Ex-CIA chief Petraeus: Crucial time for Turkey and NATO alliance

The United States did not welcome Turkey’s purchase of the Russian-made S-400 air defence systems, but the country remains a geo-strategically important NATO member, U.S. Army general and former director of the Central Intelligence Agency (CIA) David Petraeus told CNBC on Thursday.

“This is a sensitive time in the relationship not just between Turkey and the U.S. but Turkey and its NATO partners writ large,” Petraeus said.

Washington still needs the country as an ally despite recent concerning behaviour, he said.

The United States had removed Turkey from the F-35 stealth fighter jet program upon the country’s purchase of the S-400s, citing security risks related to a NATO system being operated alongside a Russian-made one.

The United States also halted Turkey’s purchase of 110 F-35 jets, but there have been talks to find a solution for the country’s readmission into the program. 

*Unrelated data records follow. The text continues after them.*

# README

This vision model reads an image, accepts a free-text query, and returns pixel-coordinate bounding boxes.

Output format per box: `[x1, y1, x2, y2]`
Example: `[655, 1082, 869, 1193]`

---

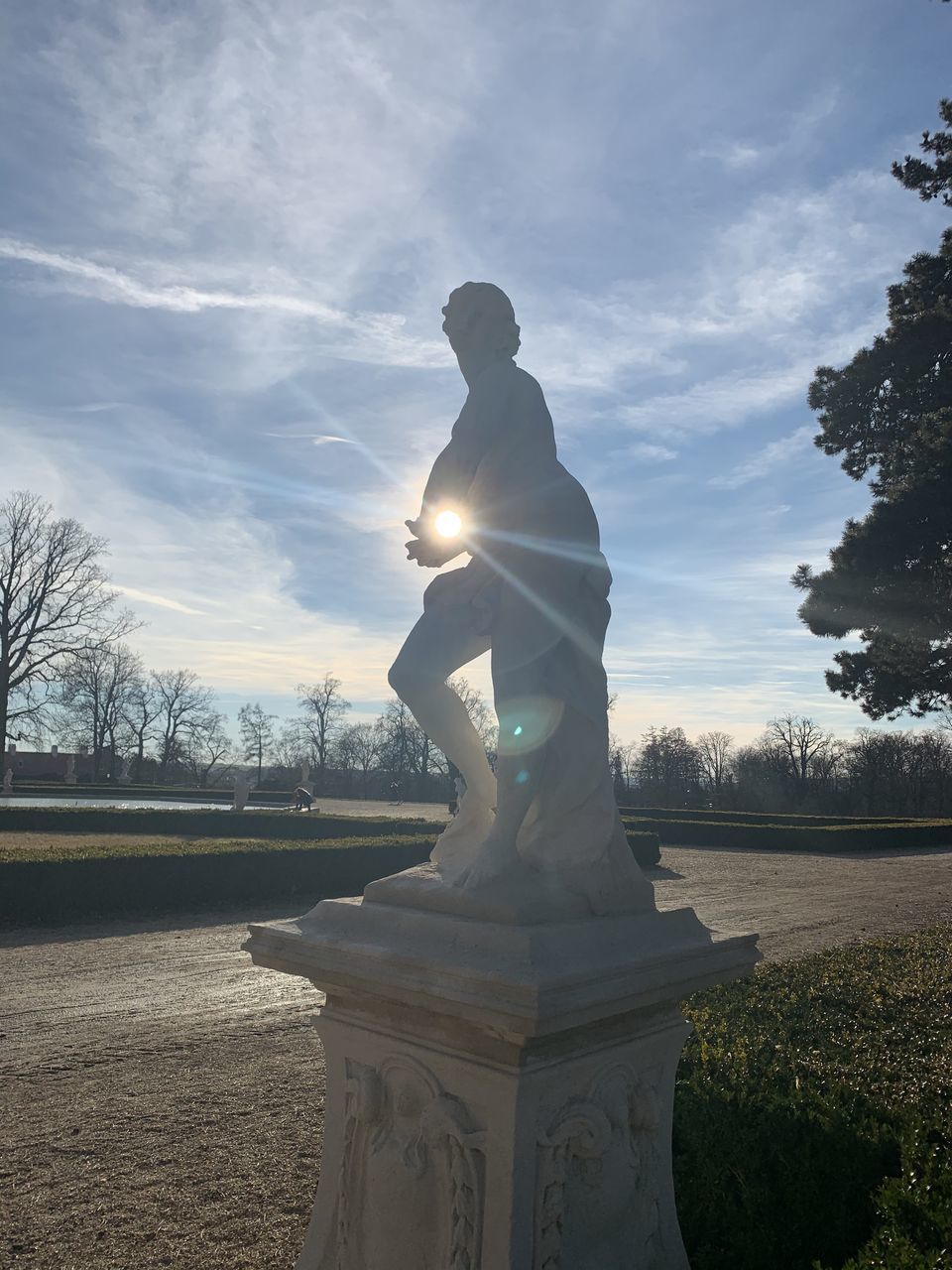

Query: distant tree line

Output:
[0, 493, 952, 816]
[611, 713, 952, 817]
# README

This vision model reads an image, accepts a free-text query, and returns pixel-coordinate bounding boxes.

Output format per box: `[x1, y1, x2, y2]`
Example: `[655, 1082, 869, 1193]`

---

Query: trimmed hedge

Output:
[674, 926, 952, 1270]
[0, 817, 660, 926]
[5, 780, 291, 806]
[626, 826, 661, 869]
[0, 834, 432, 926]
[0, 807, 444, 840]
[623, 816, 952, 851]
[618, 807, 928, 828]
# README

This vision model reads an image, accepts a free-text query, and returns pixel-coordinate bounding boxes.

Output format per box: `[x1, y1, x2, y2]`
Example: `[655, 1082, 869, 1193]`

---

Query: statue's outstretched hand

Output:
[405, 539, 456, 569]
[404, 521, 462, 569]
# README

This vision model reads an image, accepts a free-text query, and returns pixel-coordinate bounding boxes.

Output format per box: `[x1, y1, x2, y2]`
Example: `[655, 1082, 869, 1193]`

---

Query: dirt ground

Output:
[0, 847, 952, 1270]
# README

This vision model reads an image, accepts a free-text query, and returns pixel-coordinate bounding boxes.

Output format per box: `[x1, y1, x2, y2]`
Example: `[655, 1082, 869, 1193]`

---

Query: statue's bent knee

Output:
[387, 657, 434, 704]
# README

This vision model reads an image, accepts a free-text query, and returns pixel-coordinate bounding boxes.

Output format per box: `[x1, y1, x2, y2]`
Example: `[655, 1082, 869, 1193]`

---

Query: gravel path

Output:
[0, 847, 952, 1270]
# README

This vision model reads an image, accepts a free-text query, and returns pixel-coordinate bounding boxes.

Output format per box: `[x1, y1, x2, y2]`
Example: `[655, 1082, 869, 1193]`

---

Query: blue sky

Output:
[0, 0, 952, 739]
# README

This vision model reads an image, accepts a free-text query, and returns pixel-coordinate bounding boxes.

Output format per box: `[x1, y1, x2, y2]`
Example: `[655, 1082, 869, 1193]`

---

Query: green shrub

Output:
[674, 927, 952, 1270]
[0, 807, 444, 840]
[627, 829, 661, 867]
[0, 833, 432, 926]
[622, 816, 952, 851]
[620, 807, 929, 826]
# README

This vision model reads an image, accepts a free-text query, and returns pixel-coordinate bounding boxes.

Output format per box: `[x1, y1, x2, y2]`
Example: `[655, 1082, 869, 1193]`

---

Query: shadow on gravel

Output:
[0, 899, 302, 949]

“I’m sure that some of the discussions that they’ve had have been to try and find a path forward where something could be done so that that system is not operating at the same time as the F-35, if it is allowed to be sold to Turkey now, having been halted. That could go forward,” Petraeus said.

Turkey’s Presidential Spokesman İbrahim Kalın on Friday said efforts ad started for the joint mechanism for the S-400 and the F-35, and on President Recep Tayyip Erdoğan repeated Turkey’s intention to purchase U.S.-made Patriot air defence systems.

Turkey has played an important role for U.S. assets in the Middle East, Petraeus said.

The country’s İncirlik Air Base houses some 5,000 U.S. military personnel, and an estimated 50 nuclear weapons. The presence of the B-61 nuclear bombs, which were never publicly acknowledged, has been a point of discussion since Turkey launched a military incursion into Syria in October.

The incursion ended after Turkey made two separate deals with the United States and Russia to establish a safe zone in northern Syria along its border, with the aim to remove the U.S.-allied Kurdish groups from the area as Turkey considers them to pose a threat to its national security.

Petraeus said the area where Turkey will have a presence within Syria needs to be clearly defined so the United States can determine where its troops will be located in support of the Kurdish forces, who have withdrawn from a 32 km deep area between northeastern Syrian towns of Tel Abyad and Ras al Ayn as part of Turkey’s agreements.